Sadly even my bounty did not help to get answers so I took a quick look around to gather some more infos on the issue myself... First...
the general problem of XSS
Looking at XSS and some related issues/links discusses more the problems than solutions (which is ok).
Looking at the related Firefox docs about the JavaScript same-origin policy it becomes clear that our global slogan Security over Freedom1 is also applied in this area. (Personally I don't like this way of solving the problem and would have liked to see another way to solve these problems as described at the end of this answer.)
1: nicely attributed by Benjamin Franklins (founder of the US) statement: He who sacrifices freedom for security deserves neither.
the CORS solution (=> external server dependencies)
The only supported standard/robust way seems to be to use the CORS (Cross Origin Resource Sharing) functionality.
Basically that means the external server has to at least deliver some CORS-compliant info (HTTP Header Access-Control-Allow-Origin: *
) to allow others (= the client browser) to request data/content/.... Which also means that if one does not have control over the external server there will be no general robust client-side/browser-way to do this at all :-(.
robust solution for server/client applications (if no external server control)
So if our external server does not support CORS or it is not configured to be usable by our requester origin (protocol/domain/port combination) it seems best to do this kind of access on our own applications server-side where we do not have these kinds of restrictions, but of course other implications.
client-side solution I would have liked to see
Some introduction first to understand the client-side world I experience browsing the web as a standard user ...
I personally do not like to be tracked when browsing the web nor do I like to be slowed down with poor hardware or network resources nor do I want to get exposed to simply avoided data security issues when browsing the web.

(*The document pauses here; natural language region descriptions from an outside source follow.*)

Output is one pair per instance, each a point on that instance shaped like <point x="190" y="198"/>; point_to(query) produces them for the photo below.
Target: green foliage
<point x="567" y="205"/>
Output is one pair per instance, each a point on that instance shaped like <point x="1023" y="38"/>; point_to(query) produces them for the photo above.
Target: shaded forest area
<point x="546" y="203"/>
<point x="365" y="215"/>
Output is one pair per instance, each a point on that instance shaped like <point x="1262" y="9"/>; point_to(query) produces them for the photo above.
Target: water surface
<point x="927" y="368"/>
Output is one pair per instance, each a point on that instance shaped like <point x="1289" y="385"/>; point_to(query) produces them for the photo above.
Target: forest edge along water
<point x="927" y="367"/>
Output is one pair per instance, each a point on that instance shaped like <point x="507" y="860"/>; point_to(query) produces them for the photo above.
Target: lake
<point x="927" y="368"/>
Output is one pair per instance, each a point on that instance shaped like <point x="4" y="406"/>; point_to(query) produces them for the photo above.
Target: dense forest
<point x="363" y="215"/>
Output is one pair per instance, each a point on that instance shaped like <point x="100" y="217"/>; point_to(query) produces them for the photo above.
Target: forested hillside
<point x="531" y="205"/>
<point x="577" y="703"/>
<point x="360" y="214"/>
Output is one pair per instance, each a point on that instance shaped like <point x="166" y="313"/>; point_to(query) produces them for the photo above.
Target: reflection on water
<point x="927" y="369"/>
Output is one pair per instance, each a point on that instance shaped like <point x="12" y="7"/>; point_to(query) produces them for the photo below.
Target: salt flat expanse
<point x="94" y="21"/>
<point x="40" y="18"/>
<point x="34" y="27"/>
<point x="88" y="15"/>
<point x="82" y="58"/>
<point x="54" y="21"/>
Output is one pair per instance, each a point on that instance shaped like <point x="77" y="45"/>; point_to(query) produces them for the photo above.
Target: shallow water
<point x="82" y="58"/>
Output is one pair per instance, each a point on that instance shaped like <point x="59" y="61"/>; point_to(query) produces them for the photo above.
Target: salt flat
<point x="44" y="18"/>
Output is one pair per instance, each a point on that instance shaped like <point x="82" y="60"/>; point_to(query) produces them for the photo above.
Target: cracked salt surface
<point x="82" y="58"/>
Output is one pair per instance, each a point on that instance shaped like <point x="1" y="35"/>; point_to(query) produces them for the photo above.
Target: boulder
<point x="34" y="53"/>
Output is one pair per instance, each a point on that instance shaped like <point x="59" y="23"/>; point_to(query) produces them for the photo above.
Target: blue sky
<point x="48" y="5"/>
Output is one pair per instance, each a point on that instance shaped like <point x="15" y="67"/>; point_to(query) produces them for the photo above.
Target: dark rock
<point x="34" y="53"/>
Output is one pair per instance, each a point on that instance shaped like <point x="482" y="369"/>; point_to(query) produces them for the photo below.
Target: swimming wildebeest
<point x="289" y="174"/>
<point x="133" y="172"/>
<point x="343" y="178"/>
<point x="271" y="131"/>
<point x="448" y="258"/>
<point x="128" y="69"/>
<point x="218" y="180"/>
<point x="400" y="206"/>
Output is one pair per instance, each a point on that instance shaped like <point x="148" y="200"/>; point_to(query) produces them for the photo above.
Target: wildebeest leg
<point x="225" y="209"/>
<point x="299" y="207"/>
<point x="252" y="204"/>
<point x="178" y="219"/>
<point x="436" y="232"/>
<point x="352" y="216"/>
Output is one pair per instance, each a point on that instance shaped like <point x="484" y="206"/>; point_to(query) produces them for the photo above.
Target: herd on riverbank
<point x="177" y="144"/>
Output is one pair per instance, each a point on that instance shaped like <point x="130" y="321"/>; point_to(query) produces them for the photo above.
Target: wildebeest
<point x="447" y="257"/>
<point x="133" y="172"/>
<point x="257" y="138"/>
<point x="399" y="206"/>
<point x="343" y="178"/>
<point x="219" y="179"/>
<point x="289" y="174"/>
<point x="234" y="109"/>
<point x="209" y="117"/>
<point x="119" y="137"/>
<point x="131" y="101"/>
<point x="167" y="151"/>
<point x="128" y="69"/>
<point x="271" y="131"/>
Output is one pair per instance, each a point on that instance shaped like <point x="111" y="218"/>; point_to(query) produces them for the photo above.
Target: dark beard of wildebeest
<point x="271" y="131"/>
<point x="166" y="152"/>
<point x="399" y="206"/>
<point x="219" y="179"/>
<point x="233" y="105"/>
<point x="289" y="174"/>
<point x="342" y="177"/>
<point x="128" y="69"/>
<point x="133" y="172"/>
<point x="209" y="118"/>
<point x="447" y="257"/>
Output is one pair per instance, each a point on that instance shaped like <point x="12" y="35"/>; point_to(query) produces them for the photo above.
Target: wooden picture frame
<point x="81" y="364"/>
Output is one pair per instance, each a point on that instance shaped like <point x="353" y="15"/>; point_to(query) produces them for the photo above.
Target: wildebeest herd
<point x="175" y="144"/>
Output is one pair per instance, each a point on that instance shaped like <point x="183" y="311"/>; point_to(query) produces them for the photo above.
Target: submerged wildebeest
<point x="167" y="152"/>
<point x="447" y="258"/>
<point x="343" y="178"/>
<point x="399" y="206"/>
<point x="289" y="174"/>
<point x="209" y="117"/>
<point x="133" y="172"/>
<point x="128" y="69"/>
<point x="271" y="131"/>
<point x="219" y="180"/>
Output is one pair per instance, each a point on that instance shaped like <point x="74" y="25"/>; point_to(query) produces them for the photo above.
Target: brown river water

That's why I am using Firefox with various useful plugins like RequestPolicy, AdBlock Plus, Ghostery, Cookie Monster, Flashblock ... . This already shows a complexity, no average user usually could/would handle. But especially looking at RequestPolicy it shows how access to external resources can be handled on the client-side.
So if e.g. Firefox (without these plugins) would support some functionality to show the user a dialog similar to RequestPolicy, that could state something like the following, we could loosen the one origin policy:
[x] 'http://srcdomain.com' (this site)
[ ] all sites (select to block/allow for all sites)
would like to request some data from
[x] 'http://dstdomain.com'
[x] 'http://dst2domain.com'
in a generally considered UNSECURE way.
You can selected one of the following options about how to proceed with
access to the selected sites from the selected sites:
[x] block always (generally recommended)
[ ] block only for this session
[ ] allow always (but not to subreferences) [non-recursively]
[ ] allow only for this session (but not to subreferences) [non-recursively]
[ ] allow always (and all subreferences) [recursively]
[ ] allow only for this session (and all subreferences) [recursively]
Of course this should be fomulated as clear as possible to the average user which I certainly did not do here and may be handled also by a default in the settings like the other existing technologies (Cookie Handling, JavaScript Handling, ...) do it.
This way I could solve the problem I have without much hassle, because I could nicely handle the amount of user setup required for this in my situation.
answer regarding easyXdm
I guess since they recommend CORS as well and depend on the browsers this is the only robust way although some workarounds may still exist depending on browsers/versions/plugins like Flash and so on may exist.